Lease and location details

The new campus will sit in The Tower at The Kenwood Collection at 5905 E Galbraith Road, a mixed-use complex that blends retail with Class A office space. A JLL leasing brochure for the property lists a "Full 3rd floor" at that address and shows lease timing that lines up with the reported tenancy, while The Kenwood Collection's own website underscores the building's quick access to Interstate 71 and major retail anchors. Altogether, the location offers straightforward access to transit, everyday amenities and potential clinical partners in the immediate area.

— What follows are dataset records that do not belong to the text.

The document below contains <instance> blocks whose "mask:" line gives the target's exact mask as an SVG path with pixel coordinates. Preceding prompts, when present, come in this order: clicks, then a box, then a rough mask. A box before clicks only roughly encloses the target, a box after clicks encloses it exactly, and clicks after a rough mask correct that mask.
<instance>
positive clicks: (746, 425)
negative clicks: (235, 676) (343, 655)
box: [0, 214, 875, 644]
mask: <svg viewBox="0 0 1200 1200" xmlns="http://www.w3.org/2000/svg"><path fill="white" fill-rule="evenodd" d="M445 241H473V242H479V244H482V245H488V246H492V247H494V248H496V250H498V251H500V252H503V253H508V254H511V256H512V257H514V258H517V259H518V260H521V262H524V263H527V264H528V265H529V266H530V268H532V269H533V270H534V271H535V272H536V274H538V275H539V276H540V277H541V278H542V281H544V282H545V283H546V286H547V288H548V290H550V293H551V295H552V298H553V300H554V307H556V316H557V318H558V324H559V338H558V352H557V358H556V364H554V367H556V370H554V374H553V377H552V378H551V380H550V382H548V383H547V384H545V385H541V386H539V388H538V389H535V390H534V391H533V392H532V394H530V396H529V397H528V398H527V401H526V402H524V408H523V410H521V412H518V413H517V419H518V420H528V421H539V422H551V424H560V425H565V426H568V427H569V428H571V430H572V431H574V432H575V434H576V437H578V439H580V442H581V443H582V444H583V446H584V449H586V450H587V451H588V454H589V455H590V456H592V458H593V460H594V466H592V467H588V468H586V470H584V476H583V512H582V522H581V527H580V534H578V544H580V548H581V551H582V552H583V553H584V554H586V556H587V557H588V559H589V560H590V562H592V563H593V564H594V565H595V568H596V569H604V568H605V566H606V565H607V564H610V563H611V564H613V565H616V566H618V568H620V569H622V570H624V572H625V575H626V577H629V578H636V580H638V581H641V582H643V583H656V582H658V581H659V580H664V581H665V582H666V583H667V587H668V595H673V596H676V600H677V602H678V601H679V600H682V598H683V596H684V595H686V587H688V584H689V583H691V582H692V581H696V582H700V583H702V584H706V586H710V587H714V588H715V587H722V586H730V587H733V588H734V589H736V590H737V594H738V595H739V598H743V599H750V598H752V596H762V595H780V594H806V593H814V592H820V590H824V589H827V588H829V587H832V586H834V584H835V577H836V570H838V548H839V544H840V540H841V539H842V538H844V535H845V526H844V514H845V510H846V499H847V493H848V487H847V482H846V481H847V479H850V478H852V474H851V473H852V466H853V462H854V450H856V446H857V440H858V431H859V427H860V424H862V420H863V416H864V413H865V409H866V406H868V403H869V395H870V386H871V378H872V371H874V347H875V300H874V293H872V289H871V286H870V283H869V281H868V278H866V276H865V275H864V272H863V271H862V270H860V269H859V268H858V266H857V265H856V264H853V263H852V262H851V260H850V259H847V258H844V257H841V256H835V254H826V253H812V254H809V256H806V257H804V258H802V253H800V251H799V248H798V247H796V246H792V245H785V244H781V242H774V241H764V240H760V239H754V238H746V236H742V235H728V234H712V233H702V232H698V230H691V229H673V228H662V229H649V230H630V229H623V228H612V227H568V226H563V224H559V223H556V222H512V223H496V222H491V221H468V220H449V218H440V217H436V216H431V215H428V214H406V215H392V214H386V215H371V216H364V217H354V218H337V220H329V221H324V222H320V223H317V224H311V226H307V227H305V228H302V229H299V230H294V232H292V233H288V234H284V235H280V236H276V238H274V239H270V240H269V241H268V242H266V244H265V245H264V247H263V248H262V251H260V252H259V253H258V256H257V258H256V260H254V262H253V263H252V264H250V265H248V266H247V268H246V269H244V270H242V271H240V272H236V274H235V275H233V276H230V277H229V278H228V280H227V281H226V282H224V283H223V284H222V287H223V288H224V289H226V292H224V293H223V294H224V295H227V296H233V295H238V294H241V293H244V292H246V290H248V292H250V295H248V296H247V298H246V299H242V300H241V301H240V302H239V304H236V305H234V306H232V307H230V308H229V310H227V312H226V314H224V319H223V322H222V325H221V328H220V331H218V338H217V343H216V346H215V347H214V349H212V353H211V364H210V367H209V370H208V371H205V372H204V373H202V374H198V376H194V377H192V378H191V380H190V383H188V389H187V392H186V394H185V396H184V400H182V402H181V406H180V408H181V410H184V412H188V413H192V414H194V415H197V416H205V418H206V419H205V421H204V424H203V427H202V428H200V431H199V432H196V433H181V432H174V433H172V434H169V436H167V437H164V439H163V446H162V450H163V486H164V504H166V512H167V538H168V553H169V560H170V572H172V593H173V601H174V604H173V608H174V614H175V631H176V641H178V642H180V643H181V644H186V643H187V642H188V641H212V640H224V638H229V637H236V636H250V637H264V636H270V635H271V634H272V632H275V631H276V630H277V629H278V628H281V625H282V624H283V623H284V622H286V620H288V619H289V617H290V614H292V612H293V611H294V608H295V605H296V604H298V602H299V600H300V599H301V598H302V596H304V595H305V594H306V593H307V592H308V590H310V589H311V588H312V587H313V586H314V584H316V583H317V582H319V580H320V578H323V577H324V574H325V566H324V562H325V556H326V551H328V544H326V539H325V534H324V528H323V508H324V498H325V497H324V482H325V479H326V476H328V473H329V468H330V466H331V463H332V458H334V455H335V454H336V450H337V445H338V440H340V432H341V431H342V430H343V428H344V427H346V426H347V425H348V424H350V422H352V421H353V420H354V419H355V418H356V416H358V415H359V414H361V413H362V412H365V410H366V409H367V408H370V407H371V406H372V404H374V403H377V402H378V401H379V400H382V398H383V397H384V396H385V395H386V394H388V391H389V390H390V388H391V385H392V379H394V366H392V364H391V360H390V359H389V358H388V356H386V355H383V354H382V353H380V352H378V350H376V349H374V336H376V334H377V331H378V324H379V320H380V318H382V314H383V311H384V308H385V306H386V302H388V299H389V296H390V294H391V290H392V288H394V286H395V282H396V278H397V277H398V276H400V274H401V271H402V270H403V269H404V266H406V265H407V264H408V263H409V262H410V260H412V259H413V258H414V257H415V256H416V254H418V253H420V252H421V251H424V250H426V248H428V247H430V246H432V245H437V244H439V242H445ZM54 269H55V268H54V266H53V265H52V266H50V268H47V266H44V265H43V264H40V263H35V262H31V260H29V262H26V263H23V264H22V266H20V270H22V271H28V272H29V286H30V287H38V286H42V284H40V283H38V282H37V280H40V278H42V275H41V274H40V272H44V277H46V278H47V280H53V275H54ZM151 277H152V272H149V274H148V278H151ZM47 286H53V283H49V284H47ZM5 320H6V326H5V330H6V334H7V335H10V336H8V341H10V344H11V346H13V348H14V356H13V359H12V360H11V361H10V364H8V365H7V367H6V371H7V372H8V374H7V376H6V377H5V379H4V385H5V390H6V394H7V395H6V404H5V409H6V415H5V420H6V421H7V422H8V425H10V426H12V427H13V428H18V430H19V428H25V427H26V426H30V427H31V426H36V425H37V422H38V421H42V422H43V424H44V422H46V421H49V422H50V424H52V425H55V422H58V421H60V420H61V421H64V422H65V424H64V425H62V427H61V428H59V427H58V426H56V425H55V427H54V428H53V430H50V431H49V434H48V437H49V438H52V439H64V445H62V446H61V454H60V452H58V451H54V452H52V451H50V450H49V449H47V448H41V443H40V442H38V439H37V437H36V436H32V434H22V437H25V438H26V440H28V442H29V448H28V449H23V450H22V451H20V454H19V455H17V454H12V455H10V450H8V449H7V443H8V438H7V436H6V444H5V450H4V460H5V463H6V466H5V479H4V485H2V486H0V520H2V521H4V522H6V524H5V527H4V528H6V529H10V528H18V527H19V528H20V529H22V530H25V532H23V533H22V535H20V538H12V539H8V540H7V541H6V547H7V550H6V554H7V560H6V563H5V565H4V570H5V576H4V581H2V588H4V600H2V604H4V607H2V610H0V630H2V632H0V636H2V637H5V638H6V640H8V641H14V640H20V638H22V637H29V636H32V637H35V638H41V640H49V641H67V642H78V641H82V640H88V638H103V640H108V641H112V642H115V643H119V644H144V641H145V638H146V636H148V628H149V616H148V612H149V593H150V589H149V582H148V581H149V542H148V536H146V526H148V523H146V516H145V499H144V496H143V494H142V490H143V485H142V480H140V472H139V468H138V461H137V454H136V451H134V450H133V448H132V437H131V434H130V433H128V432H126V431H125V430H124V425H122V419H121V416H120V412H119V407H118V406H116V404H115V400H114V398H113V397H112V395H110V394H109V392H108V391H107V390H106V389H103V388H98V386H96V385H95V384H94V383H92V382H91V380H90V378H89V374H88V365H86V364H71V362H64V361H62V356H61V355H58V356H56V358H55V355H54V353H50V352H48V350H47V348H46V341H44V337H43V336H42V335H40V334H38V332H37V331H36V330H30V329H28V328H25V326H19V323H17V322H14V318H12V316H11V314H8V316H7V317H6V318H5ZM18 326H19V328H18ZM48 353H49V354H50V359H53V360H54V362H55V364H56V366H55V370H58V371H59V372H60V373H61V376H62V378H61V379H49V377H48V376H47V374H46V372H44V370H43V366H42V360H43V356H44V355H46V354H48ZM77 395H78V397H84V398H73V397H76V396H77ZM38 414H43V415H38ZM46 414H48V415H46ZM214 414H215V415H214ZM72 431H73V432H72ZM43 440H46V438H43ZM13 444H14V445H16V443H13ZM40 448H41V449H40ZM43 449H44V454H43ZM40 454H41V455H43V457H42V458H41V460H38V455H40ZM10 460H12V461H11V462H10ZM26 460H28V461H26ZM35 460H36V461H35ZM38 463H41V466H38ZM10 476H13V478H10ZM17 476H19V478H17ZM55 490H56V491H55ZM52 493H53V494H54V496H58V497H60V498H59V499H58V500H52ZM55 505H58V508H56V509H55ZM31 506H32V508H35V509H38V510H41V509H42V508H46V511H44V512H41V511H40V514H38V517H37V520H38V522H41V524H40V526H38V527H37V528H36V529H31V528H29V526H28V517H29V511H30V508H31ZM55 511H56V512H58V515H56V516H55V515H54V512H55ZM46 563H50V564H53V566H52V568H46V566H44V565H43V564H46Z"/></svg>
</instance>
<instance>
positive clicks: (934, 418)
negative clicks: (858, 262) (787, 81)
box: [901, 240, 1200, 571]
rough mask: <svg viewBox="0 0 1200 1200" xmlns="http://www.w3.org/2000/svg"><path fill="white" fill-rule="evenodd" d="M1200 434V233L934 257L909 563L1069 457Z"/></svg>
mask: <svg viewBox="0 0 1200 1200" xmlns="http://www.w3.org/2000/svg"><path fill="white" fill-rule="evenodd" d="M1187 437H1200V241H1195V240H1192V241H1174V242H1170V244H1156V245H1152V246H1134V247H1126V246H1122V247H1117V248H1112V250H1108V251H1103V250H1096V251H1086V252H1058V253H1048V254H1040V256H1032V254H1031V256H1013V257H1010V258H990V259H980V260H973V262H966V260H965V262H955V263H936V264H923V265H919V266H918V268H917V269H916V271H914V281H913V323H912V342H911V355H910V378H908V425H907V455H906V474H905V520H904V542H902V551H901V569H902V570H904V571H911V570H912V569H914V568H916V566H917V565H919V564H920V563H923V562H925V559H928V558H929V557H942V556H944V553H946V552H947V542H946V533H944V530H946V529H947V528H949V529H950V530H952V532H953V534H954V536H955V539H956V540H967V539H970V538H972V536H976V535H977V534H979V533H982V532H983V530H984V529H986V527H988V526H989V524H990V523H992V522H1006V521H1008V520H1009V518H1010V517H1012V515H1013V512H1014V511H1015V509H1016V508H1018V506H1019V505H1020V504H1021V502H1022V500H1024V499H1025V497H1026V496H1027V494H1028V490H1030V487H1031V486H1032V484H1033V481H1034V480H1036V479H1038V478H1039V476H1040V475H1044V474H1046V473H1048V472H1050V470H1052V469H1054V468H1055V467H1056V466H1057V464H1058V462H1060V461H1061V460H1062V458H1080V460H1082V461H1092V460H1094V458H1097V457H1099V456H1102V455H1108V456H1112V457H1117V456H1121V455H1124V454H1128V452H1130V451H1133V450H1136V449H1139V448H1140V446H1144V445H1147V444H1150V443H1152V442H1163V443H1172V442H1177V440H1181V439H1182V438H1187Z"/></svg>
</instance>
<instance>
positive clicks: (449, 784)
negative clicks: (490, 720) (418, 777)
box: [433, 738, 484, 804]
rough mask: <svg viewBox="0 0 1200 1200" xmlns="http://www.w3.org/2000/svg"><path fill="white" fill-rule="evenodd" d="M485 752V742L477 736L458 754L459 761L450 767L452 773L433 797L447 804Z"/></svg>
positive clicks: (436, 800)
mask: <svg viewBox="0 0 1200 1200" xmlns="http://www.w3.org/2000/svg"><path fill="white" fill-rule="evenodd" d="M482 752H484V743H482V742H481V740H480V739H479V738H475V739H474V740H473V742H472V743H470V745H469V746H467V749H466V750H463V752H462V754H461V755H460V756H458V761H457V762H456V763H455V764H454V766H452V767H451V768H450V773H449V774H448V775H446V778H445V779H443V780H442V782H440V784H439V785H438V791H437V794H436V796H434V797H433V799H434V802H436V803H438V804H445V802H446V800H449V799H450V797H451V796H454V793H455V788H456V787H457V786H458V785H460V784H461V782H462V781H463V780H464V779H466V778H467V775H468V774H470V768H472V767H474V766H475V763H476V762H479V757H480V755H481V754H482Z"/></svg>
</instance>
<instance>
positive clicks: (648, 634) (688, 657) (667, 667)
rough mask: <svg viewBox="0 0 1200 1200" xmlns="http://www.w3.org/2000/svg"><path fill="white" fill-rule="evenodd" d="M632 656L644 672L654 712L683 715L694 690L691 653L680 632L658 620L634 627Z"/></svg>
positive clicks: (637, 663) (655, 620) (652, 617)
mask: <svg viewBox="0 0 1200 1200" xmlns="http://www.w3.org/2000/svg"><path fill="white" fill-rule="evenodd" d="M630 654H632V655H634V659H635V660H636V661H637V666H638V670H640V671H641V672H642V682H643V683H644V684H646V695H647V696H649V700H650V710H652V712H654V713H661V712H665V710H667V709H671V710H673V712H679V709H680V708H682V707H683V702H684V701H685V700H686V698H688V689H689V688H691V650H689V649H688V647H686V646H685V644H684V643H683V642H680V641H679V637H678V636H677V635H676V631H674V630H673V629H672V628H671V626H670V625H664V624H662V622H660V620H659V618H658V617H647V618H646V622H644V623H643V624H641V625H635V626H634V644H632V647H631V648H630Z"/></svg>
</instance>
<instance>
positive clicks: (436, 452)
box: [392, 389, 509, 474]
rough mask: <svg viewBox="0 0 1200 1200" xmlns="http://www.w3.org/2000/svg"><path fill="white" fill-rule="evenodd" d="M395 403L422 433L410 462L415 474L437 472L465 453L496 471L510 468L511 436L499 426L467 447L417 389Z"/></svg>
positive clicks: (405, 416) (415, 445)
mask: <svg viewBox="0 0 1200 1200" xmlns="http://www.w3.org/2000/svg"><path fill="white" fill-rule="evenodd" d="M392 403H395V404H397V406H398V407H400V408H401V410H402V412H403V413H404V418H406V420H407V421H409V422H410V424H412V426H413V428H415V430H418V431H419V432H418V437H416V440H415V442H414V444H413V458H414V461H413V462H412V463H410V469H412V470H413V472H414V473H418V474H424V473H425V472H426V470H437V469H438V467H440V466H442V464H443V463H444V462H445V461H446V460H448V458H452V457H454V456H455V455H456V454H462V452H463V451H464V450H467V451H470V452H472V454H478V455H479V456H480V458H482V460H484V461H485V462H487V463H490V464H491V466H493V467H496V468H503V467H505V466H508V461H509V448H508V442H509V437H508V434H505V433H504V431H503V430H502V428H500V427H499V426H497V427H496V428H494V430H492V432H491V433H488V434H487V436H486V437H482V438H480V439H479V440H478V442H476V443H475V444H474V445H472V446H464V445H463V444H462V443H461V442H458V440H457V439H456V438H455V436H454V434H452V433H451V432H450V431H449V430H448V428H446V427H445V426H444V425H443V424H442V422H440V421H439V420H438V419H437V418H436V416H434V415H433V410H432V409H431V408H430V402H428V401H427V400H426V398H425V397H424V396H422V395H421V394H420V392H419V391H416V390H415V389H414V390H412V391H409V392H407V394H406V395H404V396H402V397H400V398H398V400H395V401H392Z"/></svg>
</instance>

Why this move matters for the workforce

Chamberlain operates under the Covista umbrella, the company formerly known as Adtalem, which has been growing its classroom footprint and clinical partnerships as part of a broader push to help ease the national nursing shortage. Materials from Covista emphasize expanding access and industry ties so graduates can move more directly into nursing jobs. For Cincinnati-area hospitals already competing for talent, a dedicated Chamberlain campus nearby could gradually widen the pipeline of locally trained nurses over the coming years.